Erzherzog Ferdinand Max, ab 1854 Oberkommandeur der österreichischen Kriegsmarine, initiierte die Weltumsegelung der Fregatte "Novara" (1857-1859). Durch diese Reise, deren internationale Resonanz enorm war, wurde die österreichische Marine in aller Welt bekannt und populär. Obwohl sich 1859 Frankreich mit Österreich im Kriegszustand befand, erteilte Kaiser Napoleon III. seinen Seestreitkräften den Befehl, der "Novara" freie Fahrt zu gewähren, da die Franzosen "die Wissenschaft als Gemeingut aller Völker der Erde" betrachteten. Die "Novara" blieb Ferdinand Max, dem späteren Kaiser Maximilian von Mexiko, weiter schicksalhaft verbunden: 1864 schiffte er sich auf der Fregatte nach Mexiko ein, drei Jahre später wurde der Leichnam des erschossenen Habsburgers auf der "Novara" heimgeführt.

Die zweite aufsehenerregende Forschungsreise der österreichischen Kriegsmarine, die Nordpolepedition 1872-1874 unter Julius Payer und Karl Weyprecht, gipfelte in der Entdeckung der nach dem österreichischen Kaiser benannten Inselgruppe Franz-Josephs-Land. Von 1869 an wurde die Ausbildung der österreichischen Marinekadetten mit einer zehn- bis zwölfmonatigen Weltreise auf einem k. u. k.-Schiff abgeschlossen.

Auch in einem eher unrühmlichen Kapitel der europäischen Entdeckungsreisen spielten Österreicher eine Rolle: bei der "Entdeckung" Afrikas. "Die Erforschung des afrikanischen Kontinents Ende des 19. Jahrhunderts steht im engen Zusammenhang mit seiner Kolonisierung, unabhängig davon, welche persönlichen Motivationen die einzelnen Forscher nach Afrika geführt haben mögen", gibt Barbara Plankensteiner im umfangreichen Katalog zu bedenken. Allein indem sie die Topografie Afrikas benannten, nahmen die Afrika-Pioniere symbolisch vom Schwarzen Kontinent Besitz, als ob es sich um ein menschenleeres Gebiet gehandelt hätte. Immerhin werden die Beschreibungen des Wieners Oscar Baumann (1864-1899), der 1885/86 an einer "Congo-Expedition" teilnahm und 1891-1893 eine "Massai-Expedition" leitete, heute als verlässliche und objektive historische Quelle für das afrikanische Alltagsleben vor der kolonialen Einflussnahme geschätzt.
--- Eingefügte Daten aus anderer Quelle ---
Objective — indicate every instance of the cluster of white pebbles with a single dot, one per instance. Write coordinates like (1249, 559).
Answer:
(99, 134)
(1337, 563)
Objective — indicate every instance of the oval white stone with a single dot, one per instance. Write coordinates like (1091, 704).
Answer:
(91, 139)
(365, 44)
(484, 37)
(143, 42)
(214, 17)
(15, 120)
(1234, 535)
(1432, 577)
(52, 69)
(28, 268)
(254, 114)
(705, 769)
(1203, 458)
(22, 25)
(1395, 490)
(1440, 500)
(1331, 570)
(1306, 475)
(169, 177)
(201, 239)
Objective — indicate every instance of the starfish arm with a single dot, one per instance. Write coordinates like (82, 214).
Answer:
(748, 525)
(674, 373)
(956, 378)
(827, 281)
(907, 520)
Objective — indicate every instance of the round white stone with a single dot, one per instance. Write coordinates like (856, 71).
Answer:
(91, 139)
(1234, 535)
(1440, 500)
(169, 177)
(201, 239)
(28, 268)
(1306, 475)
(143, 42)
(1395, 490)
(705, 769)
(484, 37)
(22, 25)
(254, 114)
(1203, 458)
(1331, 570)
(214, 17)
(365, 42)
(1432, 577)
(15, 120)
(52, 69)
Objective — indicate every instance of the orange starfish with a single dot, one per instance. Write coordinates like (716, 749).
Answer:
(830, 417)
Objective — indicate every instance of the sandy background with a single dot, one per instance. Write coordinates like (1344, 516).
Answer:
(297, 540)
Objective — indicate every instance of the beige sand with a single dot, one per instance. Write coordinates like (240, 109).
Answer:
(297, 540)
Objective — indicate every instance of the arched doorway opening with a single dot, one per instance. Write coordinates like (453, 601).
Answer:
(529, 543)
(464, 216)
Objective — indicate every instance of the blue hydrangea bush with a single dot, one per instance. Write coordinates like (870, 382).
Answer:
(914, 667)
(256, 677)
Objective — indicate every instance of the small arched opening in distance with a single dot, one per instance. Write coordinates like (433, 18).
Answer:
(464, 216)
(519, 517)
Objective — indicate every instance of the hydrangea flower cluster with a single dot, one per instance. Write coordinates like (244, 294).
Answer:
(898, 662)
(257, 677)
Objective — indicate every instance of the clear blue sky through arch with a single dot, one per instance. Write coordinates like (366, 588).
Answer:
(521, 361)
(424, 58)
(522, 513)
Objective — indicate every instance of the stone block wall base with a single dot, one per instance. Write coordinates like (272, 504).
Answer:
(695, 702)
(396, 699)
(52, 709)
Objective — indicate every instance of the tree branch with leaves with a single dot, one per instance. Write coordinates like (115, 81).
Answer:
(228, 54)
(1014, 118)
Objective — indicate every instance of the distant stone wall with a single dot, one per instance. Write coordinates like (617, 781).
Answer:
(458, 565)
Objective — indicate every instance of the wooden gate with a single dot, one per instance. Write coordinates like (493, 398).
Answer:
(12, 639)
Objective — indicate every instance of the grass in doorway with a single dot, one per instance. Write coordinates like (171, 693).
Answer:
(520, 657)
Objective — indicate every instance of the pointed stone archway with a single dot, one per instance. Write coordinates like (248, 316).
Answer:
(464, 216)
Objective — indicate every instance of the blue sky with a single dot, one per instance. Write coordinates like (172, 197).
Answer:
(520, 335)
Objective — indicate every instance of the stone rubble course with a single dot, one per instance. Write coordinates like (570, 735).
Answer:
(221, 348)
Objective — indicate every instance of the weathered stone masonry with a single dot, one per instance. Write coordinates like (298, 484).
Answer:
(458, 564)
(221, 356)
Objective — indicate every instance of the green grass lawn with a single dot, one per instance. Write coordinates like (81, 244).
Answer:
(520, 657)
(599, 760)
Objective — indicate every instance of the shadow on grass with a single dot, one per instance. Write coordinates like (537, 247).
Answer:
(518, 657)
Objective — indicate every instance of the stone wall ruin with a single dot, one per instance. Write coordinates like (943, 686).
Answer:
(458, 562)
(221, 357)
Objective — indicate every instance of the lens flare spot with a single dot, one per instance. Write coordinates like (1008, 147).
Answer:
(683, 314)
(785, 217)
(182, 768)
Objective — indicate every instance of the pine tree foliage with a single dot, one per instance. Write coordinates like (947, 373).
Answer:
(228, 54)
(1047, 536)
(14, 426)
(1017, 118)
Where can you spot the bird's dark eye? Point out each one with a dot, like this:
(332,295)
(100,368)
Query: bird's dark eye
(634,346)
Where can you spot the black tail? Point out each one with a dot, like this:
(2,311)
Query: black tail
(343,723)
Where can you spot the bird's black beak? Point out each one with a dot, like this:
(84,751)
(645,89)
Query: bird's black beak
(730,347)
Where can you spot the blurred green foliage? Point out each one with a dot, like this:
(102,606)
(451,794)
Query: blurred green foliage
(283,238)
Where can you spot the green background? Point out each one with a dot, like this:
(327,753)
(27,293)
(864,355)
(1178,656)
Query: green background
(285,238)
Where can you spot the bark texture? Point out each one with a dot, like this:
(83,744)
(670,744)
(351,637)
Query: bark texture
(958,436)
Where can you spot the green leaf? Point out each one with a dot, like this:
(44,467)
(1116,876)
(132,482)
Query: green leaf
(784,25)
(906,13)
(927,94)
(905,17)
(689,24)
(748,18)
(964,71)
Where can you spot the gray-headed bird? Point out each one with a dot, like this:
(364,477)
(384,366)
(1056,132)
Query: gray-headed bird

Mit weniger Gespür war Emil Holub (1847-1902) ausgestattet: "Die Schwarzen sind eben Kinder und Kinder brauchen auch bei uns die Ruthe", schrieb er in einem seiner populären Reiseberichte. 1887 kehrte er mit 86 Eisenbahnwaggons voller zusammengeraffter Gegenstände aus Afrika nach Wien zurück. Die dubioseste Figur unter Österreichs Forschern und Entdeckern ist Andreas Reischek (1845-1902), der 1882 auf Neuseeland in einer nächtlichen Plünderungsaktion zwei mumifizierte Maori-Leichname raubte. 1985 wurde eine der Mumien zurückerstattet, die andere war im Lauf der Jahre zu Staub zerfallen.

Eine der interessantesten österreichischen Forschungsreisenden war eine Frau: Auf fünf Reisen durchquerte Ida Pfeiffer (1797-1858) weite Teile Amerikasund Südostasiens sowie Madagaskar, insgesamt 240.000 Kilometer zur See und 32.000 Kilometer zu Land. Anders als ihre männlichen Kollegen schlug sich Pfeiffer, die bis zu ihrem neunten Lebensjahr als Bub aufgezogen worden war, unter großen Entbehrungen alleine durch. Ihre Unternehmungen finanzierte sie mit ihren Reiseberichten. "Wer ähnliche Reisen unternimmt, muss abgehärtet sein wie der Eingeborene. Ich war es, weil ich es wollte", bekannte die selbstbewusste Dame. Zahlreiche von ihr gesammelte Tiere wurden ihr zu Ehren benannt: etwa die Stabheuschreckenart Myronides pfeifferi oder die Meeresnacktschnecke Vaginula idae.